Poucas vezes, enquanto consumidores, somos detentores de um grau de informação suficiente para tomar uma decisão completamente racional. E o mais fascinante é que, até quando temos essa informação, com frequência não a tomamos. Muitas vezes o nosso lado emocional já assumiu que quer um determinado produto, cabendo então ao cérebro encontrar os elementos racionais que fundamentem a decisão que já foi emocionalmente tomada, para que nos pareça que tomámos uma decisão refletida e com isso possamos sossegar a nossa consciência de consumidor.

Embora todos saibamos disto, a verdade é que o tecido económico português, na sua esmagadora maioria, continua a olhar para o preço de venda como um inelutável múltiplo do preço de custo e não como o espelho daquela que é a perceção de valor que a maioria dos consumidores fará daquele produto (onde é premiado o mais importante dos fatores de produção, o da propriedade intelectual). Com isto, não raras vezes, acabam por colocar na etiqueta um valor que vai adjetivar negativamente o produto, afastando o mercado. “Pelo preço que é não pode ser grande coisa”, já todos dissemos a nós mesmos em algum momento como forma de justificar a recusa de um produto.

Ainda que pareça absurdo, aumentar o preço de um artigo pode ser muitas vezes a melhor forma de lhe aumentar as vendas, pela simples razão de que lhe aumentamos a perceção de valor para um patamar suficientemente atrativo para a maioria do mercado. No caso da economia portuguesa, a subida do patamar de preço apenas traria um qualificador mais justo à qualidade que já pré-existe.
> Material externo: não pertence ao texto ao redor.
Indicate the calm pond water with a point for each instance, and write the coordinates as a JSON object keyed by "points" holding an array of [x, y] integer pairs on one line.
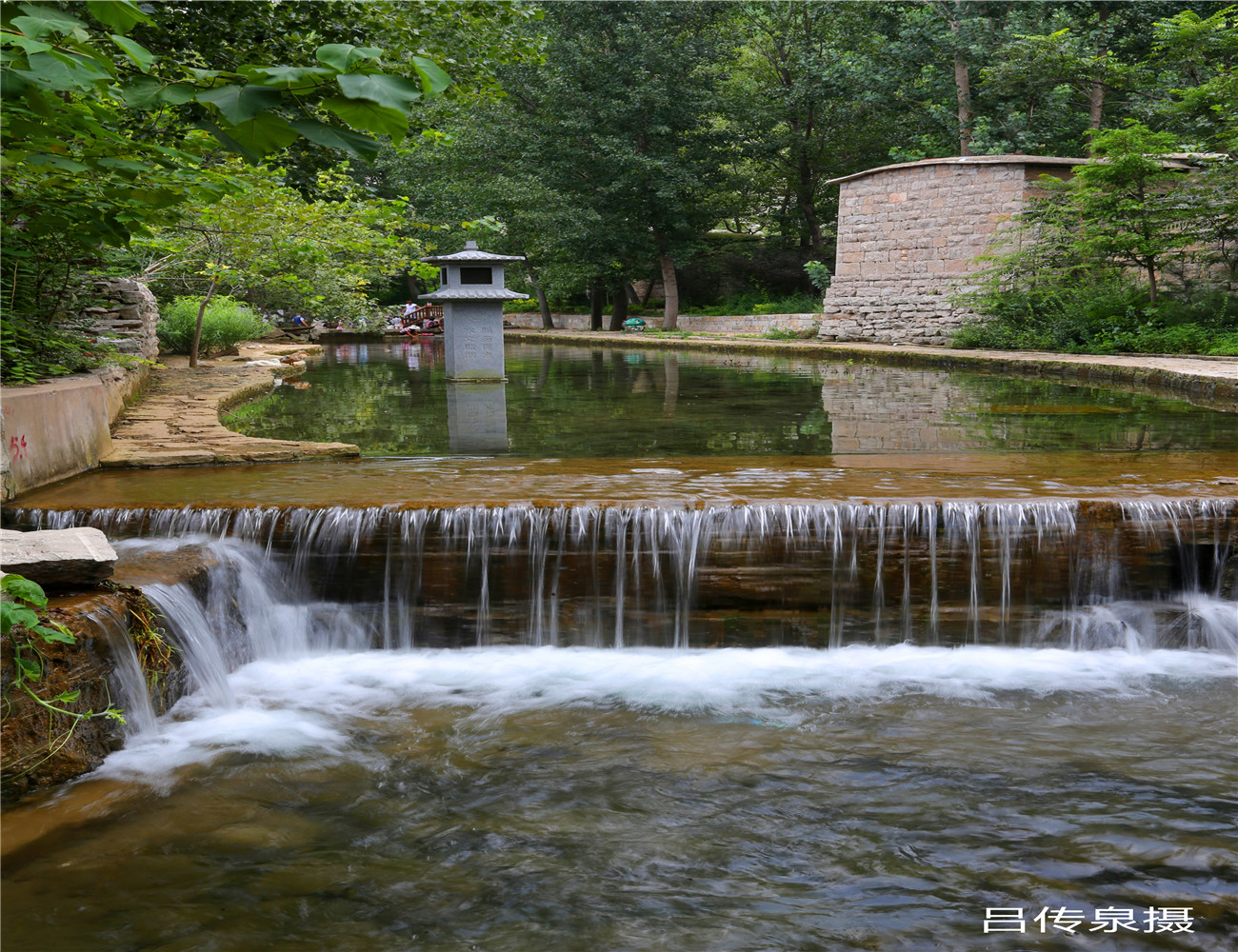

Nenhum dono de uma marca de vinho deveria querer estar nas últimas linhas da carta de um restaurante, pois muitos ignorantes envergonhados o vão preterir sem base noutro critério que não o (paradoxal) facto de ser o mais barato, podendo até ter (e com probabilidade terá) mais qualidade do que opções mais caras.

Devemos deixar, enquanto país, de ter orgulho em ser baratos ou até de cumprirmos de forma exímia com o chavão de ter boa relação qualidade/preço. Nunca ninguém disse isso da economia italiana ou da francesa e não consta que eles se sintam ofendidos com a omissão.

Portugal tem um problema de falta de valor acrescentado, que é uma formulação sexy para dizer que temos um problema de preço. Esse problema resulta em margens más, que, para lá de ser uma contradição para um país pequeno e com tanta História, nos deixa totalmente permeáveis em contextos inflacionistas como o que estamos a viver, colocando as empresas no fio da navalha.

Vendemos mal e vendemo-nos mal, sobretudo por estarmos há décadas viciados num modelo que se auto convenceu de que o único caminho é vender barato, na apologia de uma racionalidade que é em rigor totalmente irracional, não só porque colide com as características naturais do país, mas também, e sobretudo, porque se esforça por esquecer a enorme quantidade de decisões totalmente irracionais que todos os dias tomamos.

Não será a chave para uma economia mais forte, com melhores salários e menos permeável a ventos inflacionistas trabalhar mais para os momentos irracionais?